Das Challenge-Team, bestehend aus Annika, Emma, Viviana und Matheo, näherte sich der Aufgabe über die Methoden des Design Thinking. Durch zwei fiktive „Personas“ – Azubi Matvej aus Slowenien und Studentin Kathi aus Frankreich – diskutierte das Team, welche Mehrwerte junge Europäer:innen sehen müssen, um aktiver an der EU partizipieren zu wollen. Es wurde deutlich, dass insbesondere zwei Aspekte zu lösen sind: Erstens muss es für die Bürger:innen sichtbarer werden, welche Einflüsse EU-Entscheidungen auf ihr individuelles Leben haben. Zweitens muss eine niedrigschwellige Möglichkeit geschaffen werden, mit der junge Bürger:innen erstmals mit der EU in Verbindung treten können. So wurde auch sichtbar, dass die vielen bestehenden EU-Programme für junge Europäer:innen nie zur Zielgruppe durchdringen, weil kein ausreichendes Erstinteresse geweckt werden kann.

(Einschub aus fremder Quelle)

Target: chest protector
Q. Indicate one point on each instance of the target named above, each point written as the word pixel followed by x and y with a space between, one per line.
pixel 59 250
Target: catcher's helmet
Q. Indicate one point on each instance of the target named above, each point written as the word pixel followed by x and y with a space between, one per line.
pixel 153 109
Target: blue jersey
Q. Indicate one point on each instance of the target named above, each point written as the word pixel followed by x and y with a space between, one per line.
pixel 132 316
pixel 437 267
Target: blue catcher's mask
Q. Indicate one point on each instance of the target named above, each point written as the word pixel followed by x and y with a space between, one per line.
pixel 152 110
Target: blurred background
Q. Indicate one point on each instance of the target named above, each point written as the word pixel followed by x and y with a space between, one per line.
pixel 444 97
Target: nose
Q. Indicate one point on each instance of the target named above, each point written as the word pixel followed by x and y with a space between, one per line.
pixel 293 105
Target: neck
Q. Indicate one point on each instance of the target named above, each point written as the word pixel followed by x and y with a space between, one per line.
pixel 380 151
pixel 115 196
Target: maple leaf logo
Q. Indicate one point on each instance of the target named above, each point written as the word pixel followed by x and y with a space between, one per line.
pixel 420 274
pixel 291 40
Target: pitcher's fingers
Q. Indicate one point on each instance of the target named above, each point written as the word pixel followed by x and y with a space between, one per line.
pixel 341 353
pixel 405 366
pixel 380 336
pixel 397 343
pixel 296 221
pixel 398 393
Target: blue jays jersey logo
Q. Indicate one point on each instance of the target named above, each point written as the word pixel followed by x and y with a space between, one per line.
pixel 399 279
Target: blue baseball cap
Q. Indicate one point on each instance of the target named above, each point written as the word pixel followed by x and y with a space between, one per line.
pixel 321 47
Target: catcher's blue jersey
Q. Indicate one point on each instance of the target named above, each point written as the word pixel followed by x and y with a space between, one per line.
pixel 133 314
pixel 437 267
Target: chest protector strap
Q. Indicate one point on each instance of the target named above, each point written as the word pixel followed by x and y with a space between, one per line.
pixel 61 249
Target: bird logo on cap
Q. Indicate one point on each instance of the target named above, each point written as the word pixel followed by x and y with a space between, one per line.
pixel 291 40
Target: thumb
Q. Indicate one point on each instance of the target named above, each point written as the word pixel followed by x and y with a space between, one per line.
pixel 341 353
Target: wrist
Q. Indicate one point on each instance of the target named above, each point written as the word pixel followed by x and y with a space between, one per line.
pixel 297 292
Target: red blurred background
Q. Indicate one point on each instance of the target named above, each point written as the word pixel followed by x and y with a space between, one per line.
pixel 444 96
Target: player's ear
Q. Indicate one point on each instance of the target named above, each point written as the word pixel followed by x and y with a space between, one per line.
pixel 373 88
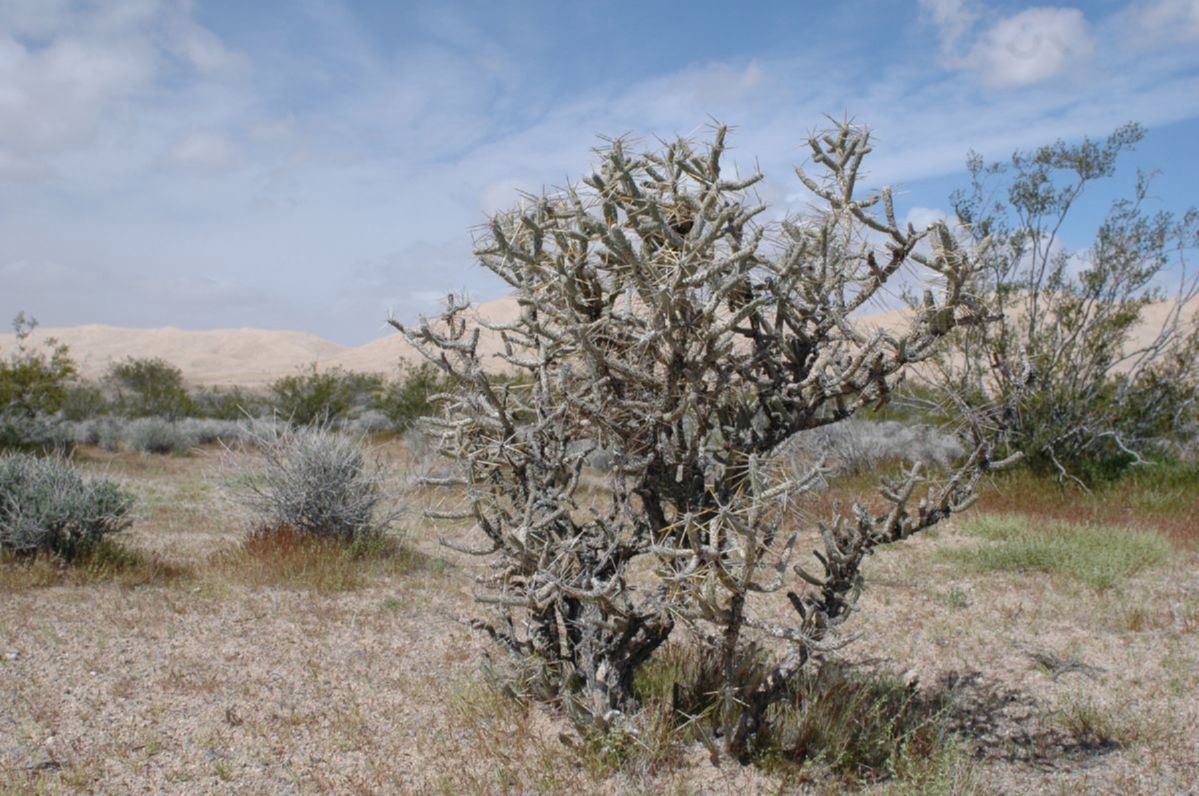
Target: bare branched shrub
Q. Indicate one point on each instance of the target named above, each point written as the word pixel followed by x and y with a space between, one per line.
pixel 158 435
pixel 46 506
pixel 662 323
pixel 1098 397
pixel 314 481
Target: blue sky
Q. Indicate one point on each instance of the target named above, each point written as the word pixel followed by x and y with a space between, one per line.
pixel 318 164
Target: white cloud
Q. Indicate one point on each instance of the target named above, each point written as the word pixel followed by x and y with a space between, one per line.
pixel 345 176
pixel 923 217
pixel 1032 46
pixel 206 151
pixel 952 19
pixel 1023 49
pixel 1164 22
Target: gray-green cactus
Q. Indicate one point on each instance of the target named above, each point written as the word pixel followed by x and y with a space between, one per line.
pixel 666 324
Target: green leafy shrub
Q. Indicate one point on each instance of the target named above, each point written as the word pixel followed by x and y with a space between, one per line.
pixel 408 398
pixel 46 506
pixel 315 396
pixel 1095 399
pixel 32 387
pixel 227 403
pixel 84 400
pixel 149 387
pixel 158 435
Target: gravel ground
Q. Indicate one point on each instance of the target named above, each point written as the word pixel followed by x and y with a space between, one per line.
pixel 206 685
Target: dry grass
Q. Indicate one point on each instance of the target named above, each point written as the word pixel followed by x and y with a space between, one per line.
pixel 190 658
pixel 288 559
pixel 106 562
pixel 1160 496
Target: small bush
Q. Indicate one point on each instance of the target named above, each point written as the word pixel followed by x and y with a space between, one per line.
pixel 35 434
pixel 855 727
pixel 1098 555
pixel 408 398
pixel 205 430
pixel 315 396
pixel 372 421
pixel 47 506
pixel 857 446
pixel 157 435
pixel 318 482
pixel 150 387
pixel 84 400
pixel 227 403
pixel 34 383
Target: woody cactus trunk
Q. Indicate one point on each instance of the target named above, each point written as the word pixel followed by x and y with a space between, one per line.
pixel 663 323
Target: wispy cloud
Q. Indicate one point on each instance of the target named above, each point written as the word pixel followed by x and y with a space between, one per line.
pixel 332 174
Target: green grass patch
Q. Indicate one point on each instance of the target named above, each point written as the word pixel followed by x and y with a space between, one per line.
pixel 289 559
pixel 1098 555
pixel 103 561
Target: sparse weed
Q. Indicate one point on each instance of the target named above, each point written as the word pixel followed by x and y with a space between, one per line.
pixel 106 561
pixel 289 559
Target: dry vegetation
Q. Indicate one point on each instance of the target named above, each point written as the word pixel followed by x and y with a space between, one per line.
pixel 1008 652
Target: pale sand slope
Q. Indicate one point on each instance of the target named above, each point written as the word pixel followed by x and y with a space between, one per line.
pixel 254 357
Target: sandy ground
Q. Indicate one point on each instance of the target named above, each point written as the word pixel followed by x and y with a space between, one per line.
pixel 208 685
pixel 254 357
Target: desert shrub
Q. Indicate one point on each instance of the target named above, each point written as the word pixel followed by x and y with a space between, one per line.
pixel 149 387
pixel 32 387
pixel 206 430
pixel 36 434
pixel 31 381
pixel 47 506
pixel 314 481
pixel 407 398
pixel 84 400
pixel 663 323
pixel 315 396
pixel 158 435
pixel 227 403
pixel 371 421
pixel 859 446
pixel 1095 399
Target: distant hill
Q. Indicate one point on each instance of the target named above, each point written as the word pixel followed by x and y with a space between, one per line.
pixel 254 357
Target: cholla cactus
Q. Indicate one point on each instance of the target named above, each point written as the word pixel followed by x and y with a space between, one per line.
pixel 663 324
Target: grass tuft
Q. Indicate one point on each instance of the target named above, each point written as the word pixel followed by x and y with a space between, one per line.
pixel 285 558
pixel 1098 555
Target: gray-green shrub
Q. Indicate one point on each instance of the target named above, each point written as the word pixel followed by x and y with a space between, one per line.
pixel 315 481
pixel 47 506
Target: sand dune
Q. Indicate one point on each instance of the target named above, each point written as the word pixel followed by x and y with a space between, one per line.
pixel 255 357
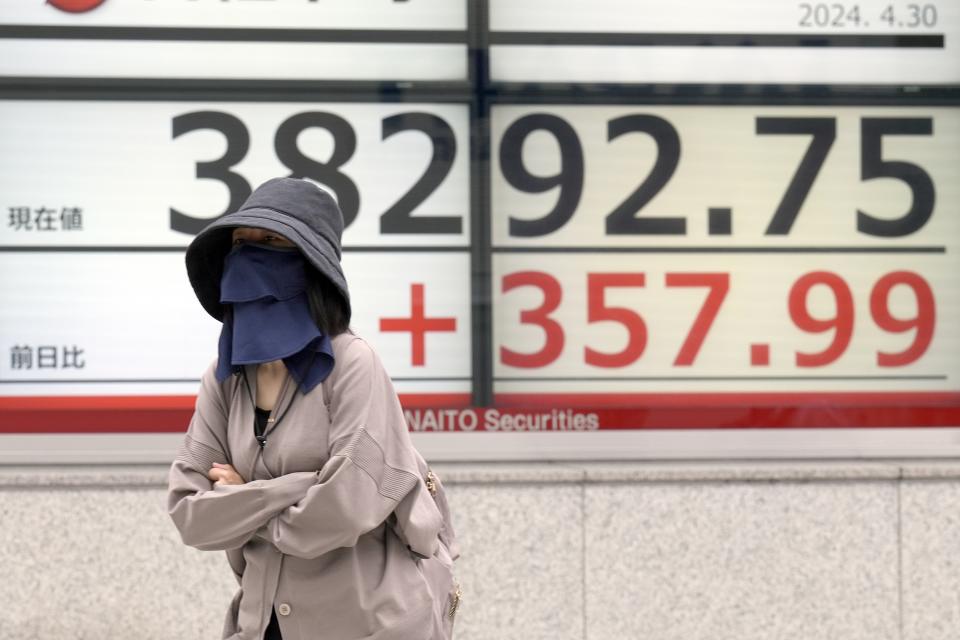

Als Lösung entwickelte das Challenge-Team das Konzept der Web-Plattform „NavigatEUr“, welches aus vier Kernelementen besteht:
- Um einen interaktiven und niedrigschwelligen Zugang zu ermöglichen, beginnt der NavigatEUr mit einem kurzen Quiz. Dieses erfragt die Lebenssituation und die generellen politischen Positionen der Teilnehmenden.
- Das Quiz ergibt eine Position des/r Teilnehmenden innerhalb des politischen Spektrums. Diese Position kann über soziale Medien mit Freunden geteilt werden. Um noch höhere Interaktivität zu erreichen, wird zudem ein Promi mit möglichst ähnlichen Ansichten gematcht (europäische Prominente haben das Quiz hierfür im Voraus ausgefüllt). Dieses Matching kann online geteilt werden, und soll einen Anreiz bieten, Freunde zur Teilnahme zu animieren.
- Basierend auf den politischen Ansichten des/r Teilnehmenden, die im Quiz ermittelt wurden, wird anschließend der/die passendste Abgeordnete des Europäischen Parlaments gematcht. Über direkt verlinkte Social Media Kanäle kann man dem/r Abgeordneten folgen. Zusätzlich werden, basierend auf der eigenen Lebenssituation, relevante bevorstehende Abstimmungen des EU-Parlaments präsentiert. Die Teilnehmenden können interaktiv ihre eigene Stimme zu den anstehenden Abstimmungen abgeben, und erhalten nach der Abstimmung eine Rückmeldung, wie das Parlament und andere Web-Teilnehmer abgestimmt haben. So wird erzielt, dass die jungen Teilnehmenden erkennen, in welcher Form Entscheidungen des EU-Parlaments ihr eigenes Leben beeinflussen.
- Zusätzlich werden den Teilnehmenden – basierend auf ihrer Lebenssituation – relevante EU-Programme (z.B. ERASMUS+, European Solidarity Corps, etc.) präsentiert. Durch die Individualisierung des Angebots wird ein höheres Interesse für die bestehenden EU-Programme erzielt.
Der NavigatEUr wurde zum Abschluss des Ideation Slam vorgestellt, und mit dem Europa-Abgeordneten Niklas Nienaß diskutiert. Das Konzept wurde positiv bewertet; zudem erhielt das Team weitere Tipps, um die Idee zu schärfen. Im Nachgang des Ideation Slam wurde die Idee bei der Konferenz zur Zukunft Europas eingereicht.
1) Die Konferenz zur Zukunft Europas ist ein politisches Programm, welches von der EU in den Jahren 2021 und 2022 durchgeführt wird. Über eine Online-Plattform können Bürger:innen Ideen einreichen, bewerten und diskutieren. Die best-bewerteten Ideen werden vom Europäischen Parlament aufgegriffen und diskutiert.